Question 1: Applicability of Rule 96B

Rule 96B of the CGST Rules applies when export proceeds are not realized within the period allowed under FEMA. However, in your case, the partial goods exported with payment of IGST were returned by the customer due to quality issues and re-imported into India with IGST paid at the time of filing the Bill of Entry. This constitutes a commercial return of goods, not a case of non-realization of export proceeds. Therefore, Rule 96B is not attracted, and refund received earlier under export with payment of tax is not required to be repaid with interest merely due to the return of goods, provided the transaction is adequately disclosed and documented.

Question 2: Treatment of Returned Goods and GST Liability

For the returned goods, a credit note can be issued under Section 34 of the CGST Act, even for exports made with payment of tax. This will reduce the outward tax liability in GSTR-1. Since the goods were physically returned and IGST was paid upon re-import, the reversal of liability via credit note is appropriate.
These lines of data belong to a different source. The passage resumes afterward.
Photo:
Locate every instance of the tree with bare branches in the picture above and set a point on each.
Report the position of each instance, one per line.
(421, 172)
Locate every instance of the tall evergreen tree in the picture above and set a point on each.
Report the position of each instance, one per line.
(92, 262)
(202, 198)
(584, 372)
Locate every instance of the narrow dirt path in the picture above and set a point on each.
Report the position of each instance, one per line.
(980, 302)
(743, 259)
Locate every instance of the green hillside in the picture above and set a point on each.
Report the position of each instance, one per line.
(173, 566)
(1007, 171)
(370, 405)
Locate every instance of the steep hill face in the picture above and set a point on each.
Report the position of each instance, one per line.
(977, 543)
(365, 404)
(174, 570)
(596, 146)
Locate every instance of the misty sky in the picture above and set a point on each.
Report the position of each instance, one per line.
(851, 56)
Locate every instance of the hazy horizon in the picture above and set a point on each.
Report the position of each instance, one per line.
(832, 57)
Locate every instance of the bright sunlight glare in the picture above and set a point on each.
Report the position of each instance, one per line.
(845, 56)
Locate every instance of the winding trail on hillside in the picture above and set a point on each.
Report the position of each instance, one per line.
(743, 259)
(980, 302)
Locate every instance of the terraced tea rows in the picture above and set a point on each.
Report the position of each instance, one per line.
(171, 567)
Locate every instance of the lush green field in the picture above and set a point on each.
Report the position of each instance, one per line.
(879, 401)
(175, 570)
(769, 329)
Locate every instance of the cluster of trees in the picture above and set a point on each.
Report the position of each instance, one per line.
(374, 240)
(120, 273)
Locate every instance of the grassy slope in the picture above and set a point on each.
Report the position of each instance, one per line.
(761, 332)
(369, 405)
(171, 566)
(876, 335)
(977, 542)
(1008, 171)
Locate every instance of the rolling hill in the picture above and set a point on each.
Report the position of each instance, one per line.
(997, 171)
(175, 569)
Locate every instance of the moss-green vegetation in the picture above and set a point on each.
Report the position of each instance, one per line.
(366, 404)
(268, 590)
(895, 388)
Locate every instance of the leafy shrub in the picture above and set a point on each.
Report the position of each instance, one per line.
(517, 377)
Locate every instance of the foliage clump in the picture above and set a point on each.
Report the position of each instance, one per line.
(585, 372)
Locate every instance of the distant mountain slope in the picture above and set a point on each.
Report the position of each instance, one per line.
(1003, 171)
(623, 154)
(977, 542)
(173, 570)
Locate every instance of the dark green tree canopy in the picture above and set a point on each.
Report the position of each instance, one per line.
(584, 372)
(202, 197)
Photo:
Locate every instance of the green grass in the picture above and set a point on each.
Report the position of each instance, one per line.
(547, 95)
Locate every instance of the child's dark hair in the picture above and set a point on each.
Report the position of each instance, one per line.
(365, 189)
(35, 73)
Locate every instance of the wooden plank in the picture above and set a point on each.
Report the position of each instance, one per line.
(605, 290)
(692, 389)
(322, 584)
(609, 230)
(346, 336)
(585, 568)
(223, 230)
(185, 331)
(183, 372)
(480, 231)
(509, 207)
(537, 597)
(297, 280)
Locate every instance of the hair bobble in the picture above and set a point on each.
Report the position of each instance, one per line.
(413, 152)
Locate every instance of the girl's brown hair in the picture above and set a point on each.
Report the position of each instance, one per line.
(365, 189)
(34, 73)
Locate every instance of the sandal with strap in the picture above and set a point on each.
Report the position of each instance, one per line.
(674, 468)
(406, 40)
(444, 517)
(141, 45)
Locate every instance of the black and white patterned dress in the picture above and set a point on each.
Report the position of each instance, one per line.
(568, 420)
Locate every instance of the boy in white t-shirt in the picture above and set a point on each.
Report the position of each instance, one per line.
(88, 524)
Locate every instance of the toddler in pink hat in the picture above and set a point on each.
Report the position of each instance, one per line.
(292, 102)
The IGST paid on re-import can be claimed as input tax credit under Section 16, subject to eligibility.

Your accounting treatment—reducing outward liability and restoring ITC aintains neutrality. However, if the refund was claimed and retained for the full export amount, and part of the goods were returned, then proportionate refund should ideally be adjusted or voluntarily reversed to avoid dual benefit, although not under Rule 96B, but as a general principle of avoiding unjust enrichment.

Conclusion:
Refund is not repayable under Rule 96B in case of goods return. Issuance of credit note and ITC on re-import is valid. Ensure proportionate adjustment in refund/ITC to maintain tax neutrality and avoid future disputes.

Shilpi Jain on Jul 17, 2025

The said rule talks about non-realisation. Bu the present case of non-payment is due to rejection which is ideally a case of reduction in invoice value. 

Though, if you have sufficient balance in itc ledger you could consdier to take a stand of no interest , coul dbe disputed.

Nikunj Kishorbhai Tosar on Jul 22, 2025

Thank you for your valuable reply.

As per my view, Refund is not required to be paid back with interest where exported goods return and on re-import of goods IGST paid on filing of BOE.